The few single ones around the van are bright but quickly go dim when off hookup. They never used to be like that. 

I can only assume there is maybe a voltage drop issue. Any ideas? Would switching to LED tubes cure the problem, are they more voltage tolerant? The big lights on the roof which are normal bulbs are fine and the LED spots we have are ok as well.


----------



## bazzy (Sep 22, 2010)

barryd said:


> I changed five of the fluorescent tubes in the hab area of the van recently as the old ones were dim. Some are better and some not. The Bathroom one for example is like an old double fluorescent type affair. The two lights are joined with wire and a circuit board and housed in a casing behind perspex. It used to only glow bright if on hook up or a recently charged battery. Now even on hookup its dim most of the time but now and again glows bright.
> 
> The few single ones around the van are bright but quickly go dim when off hookup. They never used to be like that.
> 
> I can only assume there is maybe a voltage drop issue. Any ideas? Would switching to LED tubes cure the problem, are they more voltage tolerant? The big lights on the roof which are normal bulbs are fine and the LED spots we have are ok as well.

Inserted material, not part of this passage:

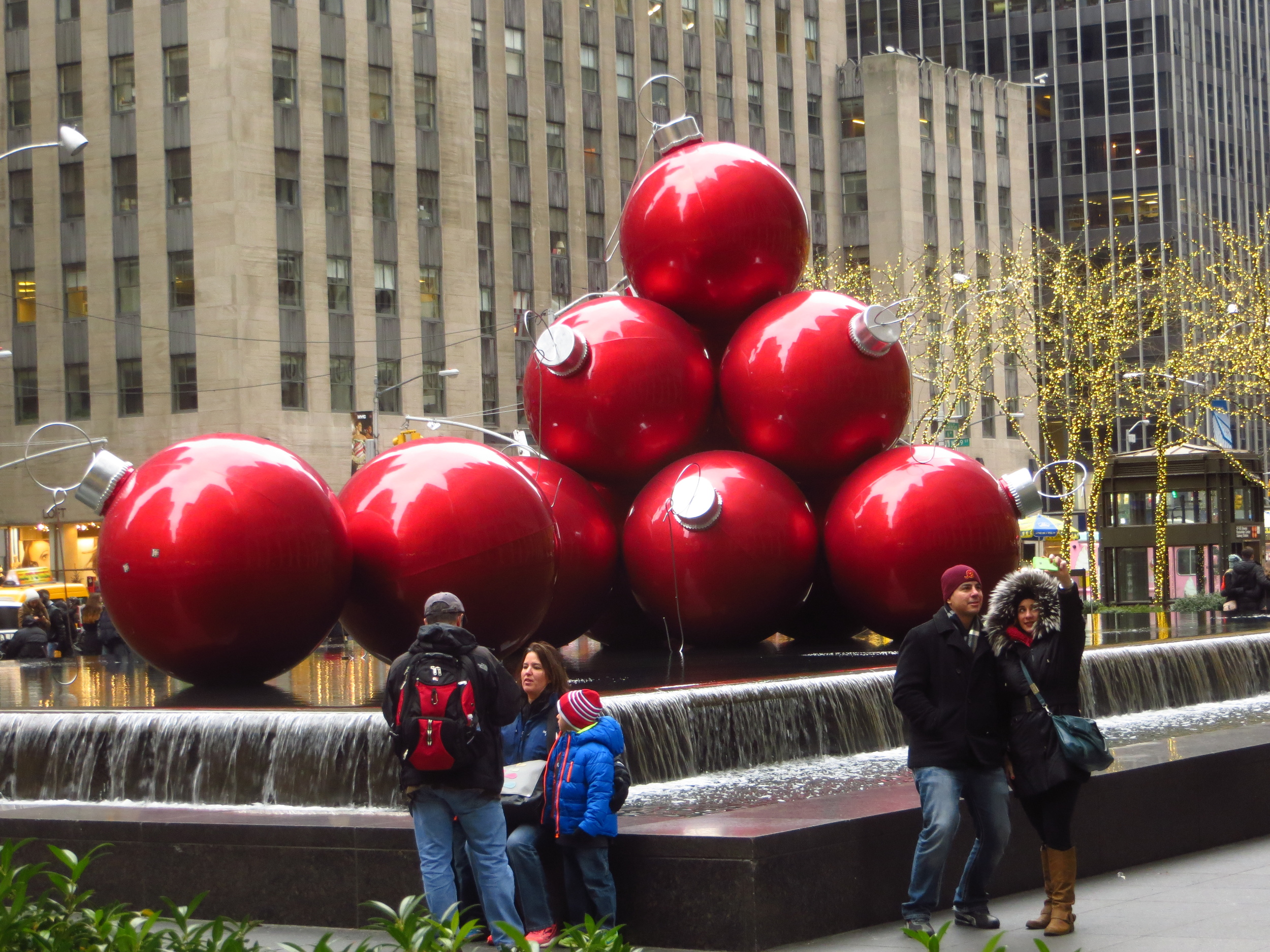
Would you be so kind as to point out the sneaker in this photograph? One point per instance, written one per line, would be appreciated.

Maybe your age, just maybe . . .

Chorus
My eyes are dim I can-not see. 
I have not got my specs with me. 
I have HEY! Not HO! got my specs with me.

:wink2:


----------



## tugboat (Sep 14, 2013)

It does sound like voltage drop. 

Being the superb practical MHer that you are, you'll have a length of 2-core flex that you can do a temporary connection direct to the light from the hab battery as a check.

Or use your digital test meter to compare voltage at battery and light.


----------



## JanHank (Mar 29, 2015)

He hasn't answered pardner, I think you have gast his flabber.


----------



## barryd (May 9, 2008)

Actually I do have all those things including a tester!

Shall give it a go. Its an interesting one as I discovered our iBoost wigs out when the voltage is too low. According to Addie at Motorhomewifi its tolerance limit was 9. something volts but our battery at the time was showing 12.1 I Think on the solar controller. The reason I mention this is I am starting to wonder if there is a voltage issue getting to some appliances and if so why.

TV is ok as is most things.


----------



## powerplus (Oct 6, 2014)

hi



test the voltage at the appliance then switch on and see if the voltage drops at the 

the cable in m/homes is a little on the thin side and a bad connection will not help


barry


----------



## Glandwr (Jun 12, 2006)

I have a a row of 18" flowers ants that run above the cupboards that reflect off the cieling that I only use on hookup. 2 were very much dimmer than the rest so I changed them. Blimey it made a difference. The new ones made the other five look slightly dim. I wasn't aware that they did but some flower ants definitely dim with age.

Dick

P's such a lovely spell check error that I left it for your enjoyment.


----------



## tugboat (Sep 14, 2013)

Sounds like your geriatric flower ants should be pensioned off.


----------



## caulkhead (Jul 25, 2007)

Please enlighten me! What on earth are flower ants????:surprise:


----------



## GEMMY (Jun 19, 2006)

caulkhead said:


> Please enlighten me! What on earth are flower ants????:surprise:


 "Fluorescent" :smile2:

tony


----------



## JanHank (Mar 29, 2015)

GEMMY said:


> "Fluorescent" :smile2:
> 
> tony


Oh thanks from me. 
You can be handy sometimes >

Jan x


----------



## caulkhead (Jul 25, 2007)

GEMMY said:


> "Fluorescent" :smile2:
> 
> tony


Ah ha!!! Hence the comment about the spell check error which I didn't notice first time!


----------



## Penquin (Oct 15, 2007)

The TV is VERY voltage sensitive IMO, so it sounds as if the wires to the lights may be the problem, BUT where it splits off I have not got a clue - it could be that at that point there is an "iffy" junction which perhaps simply needs cleaning. Your lights WOULD PROBABLY be wired in parallel and the first one on the chain may be the site of the poor connection..... but I do not know which is the first and thee wiring diagram probably won't help.....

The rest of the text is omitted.